Sorry Apple but my purchase of a new iMac will have to wait.

Any suggestions?
We all make those decisions, we need to figure out whether its fiscally viable to upgrade the hardware/software. I'm down a couple of versions on my apps here and there.

Bottom line, if it still works, stick with it
 
Well, your options are:

1. Keep running the old version
  • Cheap
  • Easy
  • Security fixes for Snow Leopard will probably stop once Mountain Lion is released, so keeping your system secure will be more difficult
  • You may have compatibility problems when dealing with others using newer software
  • You'll be dependent on whatever old hardware you have or can lay hands on

2. Upgrade
  • You can take advantage of new features
  • You'll get regular updates and bug fixes
  • Expensive

Your other options are to find cheaper alternative software, which may be less functional.

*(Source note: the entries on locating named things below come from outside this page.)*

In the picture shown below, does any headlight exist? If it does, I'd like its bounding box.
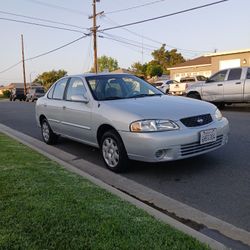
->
[214,109,222,121]
[130,120,179,132]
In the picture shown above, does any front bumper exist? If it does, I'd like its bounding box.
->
[119,118,229,162]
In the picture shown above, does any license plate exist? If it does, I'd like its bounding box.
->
[200,128,217,144]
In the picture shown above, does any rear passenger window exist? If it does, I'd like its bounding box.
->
[227,68,242,81]
[209,70,227,82]
[53,78,68,100]
[66,78,87,101]
[47,85,55,99]
[247,68,250,79]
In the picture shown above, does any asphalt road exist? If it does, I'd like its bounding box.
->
[0,101,250,231]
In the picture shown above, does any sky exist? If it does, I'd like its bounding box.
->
[0,0,250,85]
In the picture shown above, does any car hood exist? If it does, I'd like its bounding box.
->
[100,95,216,122]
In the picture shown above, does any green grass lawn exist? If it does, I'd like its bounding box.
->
[0,133,211,250]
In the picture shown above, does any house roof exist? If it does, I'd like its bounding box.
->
[168,56,211,69]
[205,49,250,57]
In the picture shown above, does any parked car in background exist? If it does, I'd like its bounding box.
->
[187,67,250,108]
[153,80,178,94]
[26,87,45,102]
[169,75,207,95]
[10,88,26,101]
[36,73,229,172]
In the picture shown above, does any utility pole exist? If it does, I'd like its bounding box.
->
[89,0,104,73]
[21,35,27,95]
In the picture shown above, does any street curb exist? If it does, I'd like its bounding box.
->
[0,124,234,250]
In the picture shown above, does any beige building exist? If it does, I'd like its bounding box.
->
[168,49,250,81]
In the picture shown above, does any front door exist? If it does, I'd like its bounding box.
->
[59,77,93,143]
[224,68,244,102]
[202,70,227,102]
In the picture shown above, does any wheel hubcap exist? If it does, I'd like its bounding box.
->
[102,138,119,168]
[42,122,49,142]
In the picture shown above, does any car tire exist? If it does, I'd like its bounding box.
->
[215,102,225,110]
[100,130,129,173]
[187,93,201,100]
[41,119,58,145]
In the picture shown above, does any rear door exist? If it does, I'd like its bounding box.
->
[201,70,228,102]
[224,68,244,102]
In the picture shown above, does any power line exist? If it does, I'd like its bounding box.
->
[0,10,88,29]
[101,32,158,50]
[98,35,152,51]
[100,15,211,53]
[98,35,152,55]
[105,0,165,15]
[25,35,87,61]
[0,17,84,34]
[0,61,22,74]
[23,0,89,16]
[100,0,229,31]
[0,35,88,74]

Or you could switch to Windows, which would be more expensive in the short term, but Microsoft has a leave-no-one-behind approach to backwards compatibility. (You can still run most ten-year-old and many fifteen-year-old apps on a brand-new PC with the latest version of Windows.)
 
I got my MacBook Pro just before Lion came out, so that I could dual boot between 10.6 and 10.7 for this exact reason (although I rarely use Lion and keep it on an external). Unfortunately, if you want Lion (Mountain Lion soon), you'll have to keep your old machine for the ppc apps. I sympathize with the expense problem.

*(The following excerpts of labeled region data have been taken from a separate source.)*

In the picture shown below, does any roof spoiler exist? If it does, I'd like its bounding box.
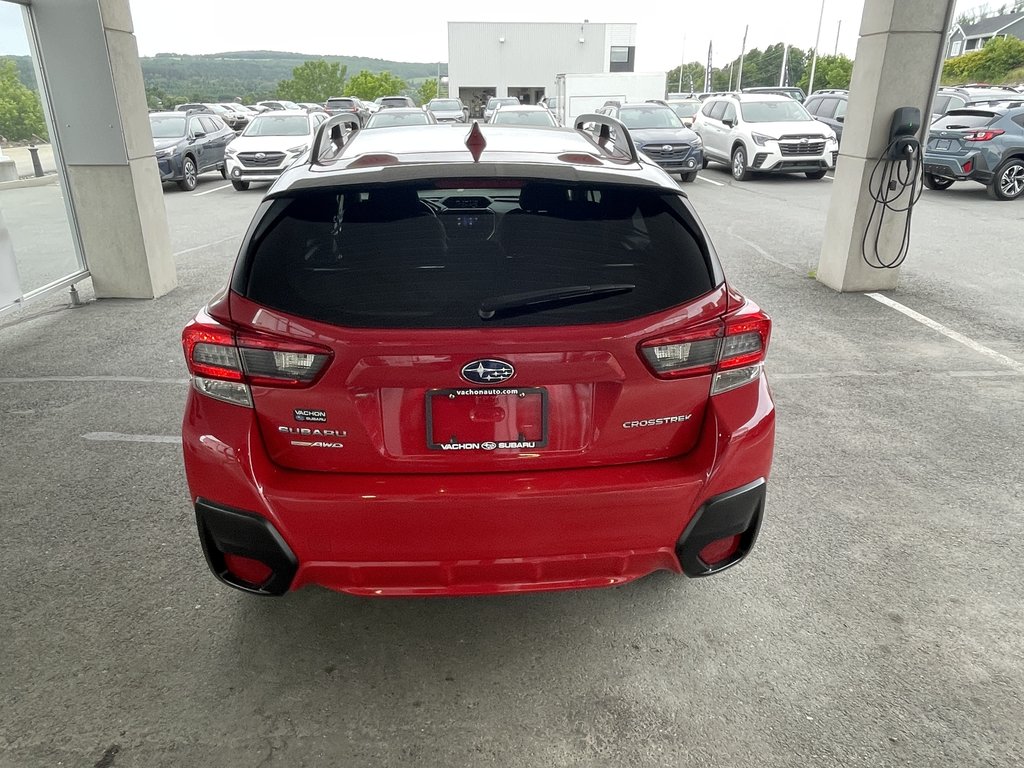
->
[309,114,360,166]
[573,113,640,163]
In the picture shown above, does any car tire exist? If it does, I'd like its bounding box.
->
[730,146,751,181]
[178,155,199,191]
[987,158,1024,200]
[923,173,953,191]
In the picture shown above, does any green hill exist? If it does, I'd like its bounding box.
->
[12,50,447,103]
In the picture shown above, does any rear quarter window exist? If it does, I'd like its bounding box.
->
[232,178,716,329]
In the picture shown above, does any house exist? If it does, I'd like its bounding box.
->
[946,11,1024,58]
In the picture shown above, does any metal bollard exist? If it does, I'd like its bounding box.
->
[29,144,43,176]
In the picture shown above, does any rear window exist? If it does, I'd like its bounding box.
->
[240,178,714,329]
[932,110,999,130]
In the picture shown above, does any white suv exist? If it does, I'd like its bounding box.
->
[693,93,839,181]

If there is a way to run Snow Leopard in a virtual machine on Lion, that might do the trick. But as far as I know, there is no simple way to do that—only "Rube Goldberg" methods.
 
It is quite easy, as posted in post #3.

Yes, I know how to do that, but aren't you going to have driver issues if you try to run it that way? I think the point is not just that Apple doesn't want you to install an old OS on a new machine, but that they don't provide drivers for the old OS making it almost impossible to run it properly.
 
Just use Parallels or VMware Fusion and install SL that way. When you get a new machine, just copy the folder to the new machine.
 
Yes, I know how to do that, but aren't you going to have driver issues if you try to run it that way? I think the point is not just that Apple doesn't want you to install an old OS on a new machine, but that they don't provide drivers for the old OS making it almost impossible to run it properly.

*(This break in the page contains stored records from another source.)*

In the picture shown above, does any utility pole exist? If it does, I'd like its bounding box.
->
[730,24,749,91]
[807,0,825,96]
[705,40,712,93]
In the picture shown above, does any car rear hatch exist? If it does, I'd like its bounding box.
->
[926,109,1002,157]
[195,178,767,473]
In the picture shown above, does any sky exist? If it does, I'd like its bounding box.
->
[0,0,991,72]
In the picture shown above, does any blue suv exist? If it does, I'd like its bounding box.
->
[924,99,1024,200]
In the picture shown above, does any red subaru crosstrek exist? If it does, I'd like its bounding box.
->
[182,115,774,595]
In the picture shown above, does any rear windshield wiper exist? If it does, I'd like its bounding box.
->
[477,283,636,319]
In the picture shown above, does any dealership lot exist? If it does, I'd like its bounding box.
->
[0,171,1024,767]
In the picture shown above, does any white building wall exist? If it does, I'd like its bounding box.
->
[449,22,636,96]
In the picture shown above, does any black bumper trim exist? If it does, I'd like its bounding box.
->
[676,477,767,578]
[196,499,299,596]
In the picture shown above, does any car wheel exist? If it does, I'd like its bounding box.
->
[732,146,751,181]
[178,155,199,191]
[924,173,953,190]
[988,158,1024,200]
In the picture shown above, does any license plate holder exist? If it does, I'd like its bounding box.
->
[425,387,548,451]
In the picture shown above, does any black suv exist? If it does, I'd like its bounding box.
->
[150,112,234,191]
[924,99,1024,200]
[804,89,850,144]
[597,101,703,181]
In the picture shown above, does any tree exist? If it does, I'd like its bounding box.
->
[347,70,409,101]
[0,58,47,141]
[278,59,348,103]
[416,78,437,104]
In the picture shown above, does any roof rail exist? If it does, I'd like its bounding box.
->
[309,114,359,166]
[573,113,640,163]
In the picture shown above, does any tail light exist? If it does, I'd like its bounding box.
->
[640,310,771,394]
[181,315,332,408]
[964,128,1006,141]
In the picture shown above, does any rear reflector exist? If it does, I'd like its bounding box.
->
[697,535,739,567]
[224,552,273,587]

If you have an early 2011 MBP, Mac OS X 10.6 Snow Leopard will have all the drivers. If you have the late 2011 MBP, it is the same, as evident by that link: [SUCCESS!]Late 2011 Macbook Pro with Snow Leopard
 
Get a windows PC and save yourself a headache.

I have a mac laptop with several programs that each cost $2500 or more. Of course I new this when buying the apps that they won't transfer to the next version of mac OS, since Apple always drops compatibility, whereas windows programs from a decade ago still work on the latest and greatest PC's.